I know, I know - officially it’s slightly more than a week. But for me and at least two other people Stringtopia didn’t end until we got home late on Monday night - just as it began before the beginning, when we hit the road on Friday morning. Foretaste; aftertaste; 11 hours each way, totally part of the fun. It’s almost not surprising any more - almost - that three people who have never actually met in person before can embark on this sort of adventure together without the slightest qualm; almost axiomatic (almost) that they will discover along the way that they have a LOT more in common than a shared love of fiber. (Not that that wouldn’t be enough, if it were all. But it wasn’t.)
We knew we were headed in the right direction when we saw this:

photo courtesy Jenny Sethman
And we knew we were in the right place when we saw this…

… with this parked behind it:

That, in case you have never seen it before (I hadn’t, oddly enough), is the famed YarnVee, legendary home-away-from-home of Morgaine Wilder and a beautiful Siamese cat and, oh yeah, Carolina Homespun - and its contents are a wonder to behold and to wallow in.
A closer look at the outside of the YarnVee, incidentally, reveals a lot about its owner.

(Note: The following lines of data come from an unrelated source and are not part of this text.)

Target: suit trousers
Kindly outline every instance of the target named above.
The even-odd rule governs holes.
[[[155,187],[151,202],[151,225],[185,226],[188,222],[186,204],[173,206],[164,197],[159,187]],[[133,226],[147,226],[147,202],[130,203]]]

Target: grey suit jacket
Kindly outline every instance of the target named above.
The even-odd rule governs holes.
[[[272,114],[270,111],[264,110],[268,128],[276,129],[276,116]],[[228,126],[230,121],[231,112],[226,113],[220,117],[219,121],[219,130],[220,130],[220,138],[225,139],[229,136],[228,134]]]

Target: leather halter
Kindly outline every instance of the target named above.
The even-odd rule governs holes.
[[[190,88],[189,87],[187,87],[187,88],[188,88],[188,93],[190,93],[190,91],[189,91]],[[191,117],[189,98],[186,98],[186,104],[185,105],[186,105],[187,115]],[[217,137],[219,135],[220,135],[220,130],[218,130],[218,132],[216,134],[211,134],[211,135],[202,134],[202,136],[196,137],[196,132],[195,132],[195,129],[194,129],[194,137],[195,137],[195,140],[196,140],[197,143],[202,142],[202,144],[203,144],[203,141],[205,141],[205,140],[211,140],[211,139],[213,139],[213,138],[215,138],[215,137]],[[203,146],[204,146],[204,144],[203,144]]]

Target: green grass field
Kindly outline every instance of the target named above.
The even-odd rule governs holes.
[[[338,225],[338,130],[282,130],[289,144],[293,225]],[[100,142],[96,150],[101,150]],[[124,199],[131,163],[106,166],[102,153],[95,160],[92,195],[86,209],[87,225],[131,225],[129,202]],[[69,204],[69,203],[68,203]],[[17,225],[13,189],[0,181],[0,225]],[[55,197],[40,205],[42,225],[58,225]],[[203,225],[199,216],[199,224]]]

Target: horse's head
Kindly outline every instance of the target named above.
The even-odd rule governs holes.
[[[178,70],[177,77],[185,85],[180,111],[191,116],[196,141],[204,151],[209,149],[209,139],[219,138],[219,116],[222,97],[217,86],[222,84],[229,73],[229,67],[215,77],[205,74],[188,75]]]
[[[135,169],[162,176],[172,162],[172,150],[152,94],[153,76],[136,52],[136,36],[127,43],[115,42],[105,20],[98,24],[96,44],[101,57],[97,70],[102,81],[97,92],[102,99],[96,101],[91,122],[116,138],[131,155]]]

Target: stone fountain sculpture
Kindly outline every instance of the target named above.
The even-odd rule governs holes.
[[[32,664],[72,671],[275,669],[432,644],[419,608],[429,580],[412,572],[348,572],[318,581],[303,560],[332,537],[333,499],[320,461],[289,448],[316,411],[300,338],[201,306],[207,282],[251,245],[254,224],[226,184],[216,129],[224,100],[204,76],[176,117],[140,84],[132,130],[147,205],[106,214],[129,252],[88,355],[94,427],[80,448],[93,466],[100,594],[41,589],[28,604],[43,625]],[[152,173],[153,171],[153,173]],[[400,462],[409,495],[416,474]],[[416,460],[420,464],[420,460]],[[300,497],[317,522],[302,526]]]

Closer look at the individual stickers? Sure:

Looks pretty benign, doesn’t it? But I’m here to tell you, that placid exterior conceals the workings of an evil, evil enabling genius. If you’ve ever had dealings with Morgaine, in her shop or at any of the myriad festivals served by the YarnVee, you already know what a horribly tempting array of merchandise she offers. But get this. Morgaine WAS the market for this event, and what did she do? What, I ask you? This: she kept the shop open all day and late into the evening, and she invited each of us to… wait, I’m not sure I can even say this, it’s so awful… :: deep breath :: …she invited each of us to RUN A TAB for the weekend.
Dastardly. Diabolical.
Effective.
And that is only one reason it’s appropriate that the first picture I actually took at Stringtopia was this one:

That’s the main lobby of the Golden Lamb (for more and better pictures of the hotel itself check out Missy’s blog and also Ercil’s photo album) on the Friday evening before dinner and Kickoff Bash, and no sign was ever more prophetic.
And this is where I find myself on the horns of a dilemma. Because if I tell the truth about just how overwhelmingly awesome Stringtopia was, then EVERYBODY is going to want a piece of it.
So I think I’d better tell the other truth instead; the Dark Side of Stringtopia.
You already know about the brilliantly devious trap Morgaine set for our wallets. (It won’t surprise you, I suspect, to know that mine fell right into it, over and over again.) But what you haven’t heard about yet is Abby’s dreadful behavior.
Has anybody else had THIS PROBLEM with Abby Franquemont? That she begs you to behave all nice and sweet so as not to embarrass her in front of her home town and get her tarred and feathered and ridden out of town on a rail… and then she turns around and mires you in temptations, sets an example of general iniquity that you can’t help following?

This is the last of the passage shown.